Spend a bit more for the ‘Sport’ and you gain bigger rims (18”, up from 17”), more seat adjustment, a bigger touch screen display and third row vents and fan control. Spend even more for the ‘Sport +’, perhaps the sweet spot in the range, and your rims will jump another inch, your tailgate will become hands free, your cloth seats become heated leather, so too does your steering wheel and USB chargers pop up in the second and third row seats.

Frustratingly, it is only the top level ‘GT Line’ that features the rather excellent 360 degree rear view camera and the strangely addictive Blind Spot View system. Adding these two features to the ‘Sport +’ would be a wonderful addition, however, it would make the remaining tricks and baubles of the ‘GT Line’ largely superfluous. 

Regardless of trim level, all Sorentos will come with some safety features that are truly unique in this price range.

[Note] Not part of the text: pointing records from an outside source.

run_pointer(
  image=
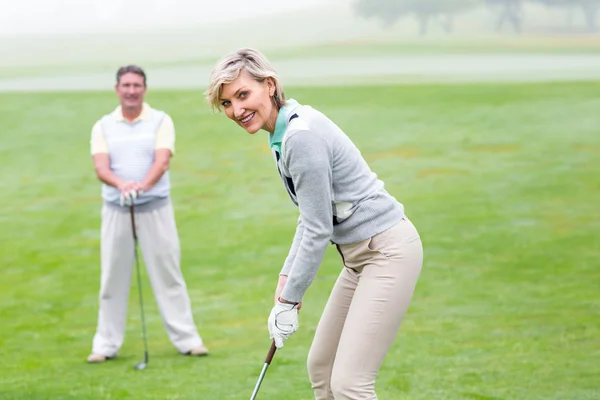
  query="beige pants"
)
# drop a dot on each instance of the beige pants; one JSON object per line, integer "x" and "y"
{"x": 159, "y": 245}
{"x": 364, "y": 312}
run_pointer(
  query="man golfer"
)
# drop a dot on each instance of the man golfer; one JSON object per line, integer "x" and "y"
{"x": 131, "y": 148}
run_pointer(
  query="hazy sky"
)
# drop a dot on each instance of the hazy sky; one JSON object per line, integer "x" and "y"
{"x": 18, "y": 17}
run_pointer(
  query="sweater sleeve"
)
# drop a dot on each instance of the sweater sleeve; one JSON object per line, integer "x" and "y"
{"x": 289, "y": 261}
{"x": 309, "y": 161}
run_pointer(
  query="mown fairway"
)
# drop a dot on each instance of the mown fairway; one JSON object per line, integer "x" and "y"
{"x": 502, "y": 182}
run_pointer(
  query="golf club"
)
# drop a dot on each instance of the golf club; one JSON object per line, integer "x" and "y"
{"x": 268, "y": 360}
{"x": 143, "y": 364}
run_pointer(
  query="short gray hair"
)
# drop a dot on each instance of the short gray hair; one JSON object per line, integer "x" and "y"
{"x": 134, "y": 69}
{"x": 229, "y": 67}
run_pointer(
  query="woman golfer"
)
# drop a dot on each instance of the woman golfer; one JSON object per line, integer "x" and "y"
{"x": 341, "y": 201}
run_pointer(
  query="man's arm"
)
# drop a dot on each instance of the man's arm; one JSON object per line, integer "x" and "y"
{"x": 164, "y": 149}
{"x": 99, "y": 150}
{"x": 160, "y": 166}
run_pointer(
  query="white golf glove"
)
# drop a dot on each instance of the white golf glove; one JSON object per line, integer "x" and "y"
{"x": 283, "y": 322}
{"x": 128, "y": 198}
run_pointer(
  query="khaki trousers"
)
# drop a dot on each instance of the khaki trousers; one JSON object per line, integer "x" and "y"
{"x": 364, "y": 312}
{"x": 159, "y": 245}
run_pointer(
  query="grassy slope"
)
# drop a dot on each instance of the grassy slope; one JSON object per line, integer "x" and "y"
{"x": 501, "y": 181}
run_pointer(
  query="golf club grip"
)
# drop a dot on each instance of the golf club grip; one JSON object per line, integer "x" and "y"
{"x": 271, "y": 353}
{"x": 132, "y": 212}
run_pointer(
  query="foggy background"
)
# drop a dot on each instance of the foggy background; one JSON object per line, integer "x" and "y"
{"x": 78, "y": 44}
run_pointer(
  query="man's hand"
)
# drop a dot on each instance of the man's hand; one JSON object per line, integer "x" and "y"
{"x": 129, "y": 192}
{"x": 280, "y": 286}
{"x": 283, "y": 322}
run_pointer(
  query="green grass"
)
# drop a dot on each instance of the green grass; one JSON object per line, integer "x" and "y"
{"x": 500, "y": 180}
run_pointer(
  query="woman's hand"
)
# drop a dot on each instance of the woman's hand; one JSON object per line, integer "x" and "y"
{"x": 280, "y": 286}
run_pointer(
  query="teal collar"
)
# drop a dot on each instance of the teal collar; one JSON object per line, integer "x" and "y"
{"x": 276, "y": 137}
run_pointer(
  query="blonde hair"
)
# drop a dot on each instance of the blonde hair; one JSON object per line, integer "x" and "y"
{"x": 229, "y": 67}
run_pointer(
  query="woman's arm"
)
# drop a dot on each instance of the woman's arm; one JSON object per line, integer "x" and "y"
{"x": 309, "y": 160}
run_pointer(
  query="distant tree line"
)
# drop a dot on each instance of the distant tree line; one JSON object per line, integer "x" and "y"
{"x": 507, "y": 13}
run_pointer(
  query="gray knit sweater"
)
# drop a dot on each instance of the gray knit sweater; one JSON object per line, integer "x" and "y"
{"x": 340, "y": 199}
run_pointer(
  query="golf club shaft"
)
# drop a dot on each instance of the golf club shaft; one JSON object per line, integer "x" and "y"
{"x": 139, "y": 279}
{"x": 268, "y": 360}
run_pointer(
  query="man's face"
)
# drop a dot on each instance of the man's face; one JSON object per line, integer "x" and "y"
{"x": 131, "y": 90}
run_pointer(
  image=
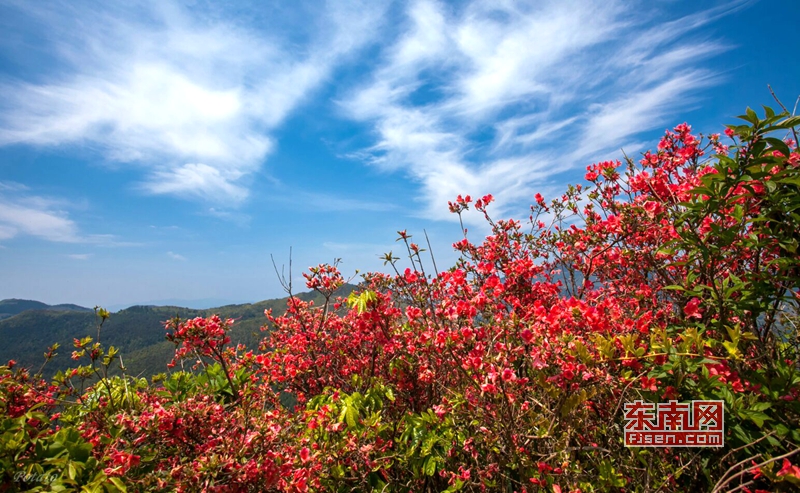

In addition to the normal plethora of airbags, Kia has fitted a centre airbag to the Sorento. Centre airbags prevent passenger head clashes in the event of a crash and have previously only been found in high end kit (although, Toyota’s Yaris does now have this feature too).

Further, while autonomous braking is now widespread, Kia has added AEB with ‘junction’ function, braking the car automatically if it detects the driver turning in front of an oncoming vehicle. Want more? OK, how about this? Kia has fitted all Sorentos with Safe Exit Assist, sounding a warning if doors are being opened into the path of passing pedestrians, cyclists or vehicles. Honestly, these are terrific features, normally reserved for very, very expensive cars and here it is, fitted to a Kia! Good on you, Kia!  

Kia’s approach to blind spot monitoring is also unique and certainly worth closer inspection. Available only on the ‘GT Line’ and utilising that specification’s 12.3” colour TFT LCD dashboard display, the system flips from either speedometer or tachometer display (depending on whether the left or right indicator is in operation) to a rear view live video display, showing not only your blind spot, but also what is immediately behind you.

Is it any better than a little red warning being illuminated in the mirror when there is a car detected in your blindspot? Well, every other manufacturer seems happy with this solution. Kia still keeps this ‘traditional’ system; it’s just that you now have the additional ability to use the video feed for extra assurance. I certainly began to use it more and more during the Sorento’s time in the EFTM Garage. 

Want even more cutting edge technology in your reasonably priced family truckster? How about autonomous parking! In a Kia! Restricted to the GT Line, the Remote Smart Parking Assist sees you controlling the forward and backwards movement of your pride and joy from your key fob, saving you from having to bump your doors if the park is tight or if someone has parked too close to you. 

Overall, if you’re in the market for a solid, safe, reliable and great looking seven seat SUV, you would absolutely have rocks in your head if you didn’t take a very, very close look at Kia’s Sorento. In fact, it’s a bloody hard argument to spend anymore than Kia’s asking price on the sort of car that is likely to be trashed by the kids, slobbered in by the dogs and dinged and scratched in the Woolies carpark.

Just ordered a new Audi Q7 or BMW X5? Cancel your order, buy this for carting the kids and tuck a tidy little MX5 in the garage for blasting about in when they’re at school – the best of both worlds!